Lesi tuberkulosis pada tulang belakang dimulai dengan inflamasi paradiskus.
Setelah tulang mengalami infeksi, hiperemia, edema sumsum tulang belakang dan
osteoporosis terjadi pada tulang. Destruksi tulang terjadi akibat lisis jaringan tulang,
sehingga tulang menjadi lunak dan gepeng terjadi akibat gaya gravitasi dan tarikan otot
torakolumbal. Selanjutnya, destruksi tulang diperberat oleh iskemi sekunder akibat
tromboemboli, periarteritis, endarteritis. Karena transmisi beban gravitasi pada vertebra
torakal lebih terletak pada setengah bagian anterior badan vertebra, maka lesi kompresi
lebih banyak ditemukan pada bagian anterior badan vertebra sehingga badan vertebra
bagian anterior menjadi lebih pipih daripada bagian posterior. Resultan dari hal-hal
tersebut mengakibatkan deformitas kifotik. Deformitas kifotik inilah yang sering disebut
sebagai gibbus.
Cold abscess dapat terbentuk jika infeksi spinal telah menyebar ke otot psoas
(disebut juga abses psoas) atau jaringan ikat sekitar.
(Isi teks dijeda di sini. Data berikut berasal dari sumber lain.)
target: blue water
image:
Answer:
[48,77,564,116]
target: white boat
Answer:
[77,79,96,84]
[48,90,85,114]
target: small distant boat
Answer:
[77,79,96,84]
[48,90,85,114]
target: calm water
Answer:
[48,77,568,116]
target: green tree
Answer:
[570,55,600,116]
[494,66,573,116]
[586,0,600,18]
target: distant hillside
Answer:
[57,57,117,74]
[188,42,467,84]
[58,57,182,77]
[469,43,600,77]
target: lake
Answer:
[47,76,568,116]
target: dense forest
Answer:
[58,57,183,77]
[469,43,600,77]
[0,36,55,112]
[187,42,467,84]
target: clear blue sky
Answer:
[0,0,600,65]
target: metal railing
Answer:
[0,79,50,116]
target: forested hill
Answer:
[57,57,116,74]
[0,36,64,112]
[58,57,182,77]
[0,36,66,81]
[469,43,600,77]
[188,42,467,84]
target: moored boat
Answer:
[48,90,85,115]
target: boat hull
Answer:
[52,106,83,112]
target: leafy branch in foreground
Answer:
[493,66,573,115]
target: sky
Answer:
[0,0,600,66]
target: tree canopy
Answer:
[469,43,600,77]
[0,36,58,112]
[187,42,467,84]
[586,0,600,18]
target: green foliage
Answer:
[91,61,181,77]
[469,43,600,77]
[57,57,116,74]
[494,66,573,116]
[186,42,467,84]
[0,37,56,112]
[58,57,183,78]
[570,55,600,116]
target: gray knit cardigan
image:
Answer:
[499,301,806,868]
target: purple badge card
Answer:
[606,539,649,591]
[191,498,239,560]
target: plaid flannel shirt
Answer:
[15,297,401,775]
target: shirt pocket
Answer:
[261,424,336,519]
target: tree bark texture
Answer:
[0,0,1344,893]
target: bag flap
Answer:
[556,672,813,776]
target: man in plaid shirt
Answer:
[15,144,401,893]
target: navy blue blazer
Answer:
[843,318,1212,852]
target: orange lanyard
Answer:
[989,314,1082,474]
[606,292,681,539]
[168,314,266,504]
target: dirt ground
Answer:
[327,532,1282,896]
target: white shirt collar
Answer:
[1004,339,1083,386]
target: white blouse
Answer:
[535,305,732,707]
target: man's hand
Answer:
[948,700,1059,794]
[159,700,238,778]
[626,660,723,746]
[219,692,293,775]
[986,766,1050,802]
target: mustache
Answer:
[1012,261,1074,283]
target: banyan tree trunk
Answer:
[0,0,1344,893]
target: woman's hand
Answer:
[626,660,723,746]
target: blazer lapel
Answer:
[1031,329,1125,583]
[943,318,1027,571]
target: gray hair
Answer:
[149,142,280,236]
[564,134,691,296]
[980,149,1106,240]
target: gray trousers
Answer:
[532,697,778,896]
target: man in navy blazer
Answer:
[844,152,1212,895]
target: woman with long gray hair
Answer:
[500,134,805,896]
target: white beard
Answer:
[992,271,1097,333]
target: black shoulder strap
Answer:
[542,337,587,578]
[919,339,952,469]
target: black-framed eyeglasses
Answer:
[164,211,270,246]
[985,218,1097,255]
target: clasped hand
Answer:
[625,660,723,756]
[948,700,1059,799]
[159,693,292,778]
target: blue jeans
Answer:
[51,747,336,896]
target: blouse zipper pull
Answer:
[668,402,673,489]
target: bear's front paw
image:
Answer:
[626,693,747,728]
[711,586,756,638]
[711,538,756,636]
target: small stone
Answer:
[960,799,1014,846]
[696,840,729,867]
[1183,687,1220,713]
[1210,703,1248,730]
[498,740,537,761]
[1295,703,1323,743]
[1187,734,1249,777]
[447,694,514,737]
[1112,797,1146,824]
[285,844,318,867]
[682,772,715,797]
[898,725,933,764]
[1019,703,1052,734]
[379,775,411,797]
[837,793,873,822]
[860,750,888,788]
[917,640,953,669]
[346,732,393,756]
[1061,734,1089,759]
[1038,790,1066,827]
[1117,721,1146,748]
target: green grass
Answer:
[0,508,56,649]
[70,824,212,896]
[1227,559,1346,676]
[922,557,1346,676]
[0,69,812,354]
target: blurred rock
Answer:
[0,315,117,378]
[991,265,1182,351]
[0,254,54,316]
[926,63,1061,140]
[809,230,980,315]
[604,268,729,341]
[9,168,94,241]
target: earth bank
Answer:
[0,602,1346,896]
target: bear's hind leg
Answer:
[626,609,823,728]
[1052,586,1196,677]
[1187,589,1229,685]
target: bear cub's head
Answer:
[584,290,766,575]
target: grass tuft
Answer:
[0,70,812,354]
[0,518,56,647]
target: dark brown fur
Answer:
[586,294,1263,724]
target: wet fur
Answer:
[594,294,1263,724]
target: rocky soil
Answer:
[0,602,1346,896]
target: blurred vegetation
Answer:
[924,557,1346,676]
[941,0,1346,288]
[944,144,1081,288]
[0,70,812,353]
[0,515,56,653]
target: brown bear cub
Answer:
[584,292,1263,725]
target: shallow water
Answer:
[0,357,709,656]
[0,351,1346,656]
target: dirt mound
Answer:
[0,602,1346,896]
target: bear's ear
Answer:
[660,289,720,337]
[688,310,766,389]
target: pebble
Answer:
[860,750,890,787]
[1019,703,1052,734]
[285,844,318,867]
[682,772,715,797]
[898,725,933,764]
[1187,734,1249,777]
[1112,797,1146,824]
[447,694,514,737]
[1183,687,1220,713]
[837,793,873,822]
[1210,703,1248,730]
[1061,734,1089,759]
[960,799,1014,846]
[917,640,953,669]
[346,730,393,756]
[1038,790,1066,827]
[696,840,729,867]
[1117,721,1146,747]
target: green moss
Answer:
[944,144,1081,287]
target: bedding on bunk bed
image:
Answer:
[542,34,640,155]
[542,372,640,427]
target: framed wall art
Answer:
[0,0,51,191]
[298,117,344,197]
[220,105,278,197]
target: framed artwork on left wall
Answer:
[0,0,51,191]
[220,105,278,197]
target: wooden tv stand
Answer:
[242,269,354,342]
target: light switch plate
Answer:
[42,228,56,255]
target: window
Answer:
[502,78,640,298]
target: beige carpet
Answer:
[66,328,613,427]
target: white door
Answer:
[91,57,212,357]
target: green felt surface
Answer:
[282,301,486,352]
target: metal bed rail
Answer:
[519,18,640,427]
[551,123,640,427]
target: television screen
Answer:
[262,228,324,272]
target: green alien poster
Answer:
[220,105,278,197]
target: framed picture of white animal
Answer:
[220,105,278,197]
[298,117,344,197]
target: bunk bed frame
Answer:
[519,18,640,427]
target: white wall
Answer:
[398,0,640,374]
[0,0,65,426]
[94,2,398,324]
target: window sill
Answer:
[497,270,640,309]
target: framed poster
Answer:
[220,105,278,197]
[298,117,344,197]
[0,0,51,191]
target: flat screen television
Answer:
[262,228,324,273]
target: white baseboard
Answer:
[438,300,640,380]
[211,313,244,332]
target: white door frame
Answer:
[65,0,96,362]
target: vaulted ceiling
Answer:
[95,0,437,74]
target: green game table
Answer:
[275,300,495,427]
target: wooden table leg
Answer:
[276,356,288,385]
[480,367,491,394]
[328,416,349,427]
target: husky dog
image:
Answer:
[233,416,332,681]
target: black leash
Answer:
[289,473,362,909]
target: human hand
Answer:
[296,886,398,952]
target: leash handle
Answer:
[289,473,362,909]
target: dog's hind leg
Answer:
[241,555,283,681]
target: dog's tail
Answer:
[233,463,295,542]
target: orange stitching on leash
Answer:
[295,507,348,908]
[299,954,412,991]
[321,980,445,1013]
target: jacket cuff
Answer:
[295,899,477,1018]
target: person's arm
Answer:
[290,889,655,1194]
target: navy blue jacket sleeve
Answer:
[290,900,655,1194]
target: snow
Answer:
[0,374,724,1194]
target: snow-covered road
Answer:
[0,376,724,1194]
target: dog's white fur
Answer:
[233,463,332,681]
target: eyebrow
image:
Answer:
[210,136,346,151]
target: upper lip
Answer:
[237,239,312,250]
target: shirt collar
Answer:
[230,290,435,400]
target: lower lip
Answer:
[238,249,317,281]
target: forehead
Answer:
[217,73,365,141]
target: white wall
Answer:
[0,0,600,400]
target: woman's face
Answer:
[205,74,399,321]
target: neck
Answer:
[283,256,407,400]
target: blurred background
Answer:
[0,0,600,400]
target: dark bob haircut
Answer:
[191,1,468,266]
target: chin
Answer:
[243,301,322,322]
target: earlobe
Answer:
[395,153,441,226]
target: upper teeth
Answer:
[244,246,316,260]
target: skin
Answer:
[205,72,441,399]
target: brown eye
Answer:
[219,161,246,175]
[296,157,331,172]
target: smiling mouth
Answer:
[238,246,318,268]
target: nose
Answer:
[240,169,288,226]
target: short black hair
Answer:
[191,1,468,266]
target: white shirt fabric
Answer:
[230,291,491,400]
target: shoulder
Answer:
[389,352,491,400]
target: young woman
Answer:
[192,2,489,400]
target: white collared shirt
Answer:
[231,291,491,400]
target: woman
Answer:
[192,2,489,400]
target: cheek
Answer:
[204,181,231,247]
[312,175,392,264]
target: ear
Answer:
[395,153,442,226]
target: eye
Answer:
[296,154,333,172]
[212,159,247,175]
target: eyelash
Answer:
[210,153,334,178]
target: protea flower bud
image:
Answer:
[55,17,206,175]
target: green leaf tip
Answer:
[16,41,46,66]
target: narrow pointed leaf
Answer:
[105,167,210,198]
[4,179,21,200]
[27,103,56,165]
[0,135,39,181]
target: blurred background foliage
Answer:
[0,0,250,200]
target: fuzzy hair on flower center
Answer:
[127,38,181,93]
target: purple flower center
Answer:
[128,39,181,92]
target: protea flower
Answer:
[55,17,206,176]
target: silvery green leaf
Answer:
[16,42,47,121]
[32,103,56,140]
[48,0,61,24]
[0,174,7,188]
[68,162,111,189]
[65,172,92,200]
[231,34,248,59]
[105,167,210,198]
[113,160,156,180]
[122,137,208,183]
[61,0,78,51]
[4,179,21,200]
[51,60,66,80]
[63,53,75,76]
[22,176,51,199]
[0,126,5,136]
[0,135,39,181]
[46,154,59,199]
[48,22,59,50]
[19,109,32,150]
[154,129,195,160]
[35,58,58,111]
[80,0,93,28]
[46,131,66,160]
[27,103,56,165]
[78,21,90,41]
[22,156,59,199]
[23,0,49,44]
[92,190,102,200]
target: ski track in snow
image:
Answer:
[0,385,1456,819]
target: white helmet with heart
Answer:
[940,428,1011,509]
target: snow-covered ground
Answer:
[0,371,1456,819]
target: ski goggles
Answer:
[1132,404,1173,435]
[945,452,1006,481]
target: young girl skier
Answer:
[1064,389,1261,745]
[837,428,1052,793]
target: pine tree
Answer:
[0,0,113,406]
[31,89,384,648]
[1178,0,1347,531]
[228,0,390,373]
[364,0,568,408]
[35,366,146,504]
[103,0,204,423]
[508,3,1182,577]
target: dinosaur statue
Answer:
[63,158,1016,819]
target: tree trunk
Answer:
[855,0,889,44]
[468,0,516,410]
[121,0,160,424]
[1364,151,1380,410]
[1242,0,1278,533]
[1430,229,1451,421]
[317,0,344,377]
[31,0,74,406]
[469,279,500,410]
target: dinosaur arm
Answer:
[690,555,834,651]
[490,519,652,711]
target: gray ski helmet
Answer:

Cold abscess dibentuk dari
akumulasi produk likuefaksi dan eksudasi reaktif proses infeksi. Abses ini sebagian besar
dibentuk dari leukosit, materi kaseosa, debris tulang, dan tuberkel basil. Abses di daerah
lumbar akan mencari daerah dengan tekanan terendah hingga kemudian membentuk
traktus sinus/fistel di kulit hingga di bawah ligamentum inguinal atau region gluteal.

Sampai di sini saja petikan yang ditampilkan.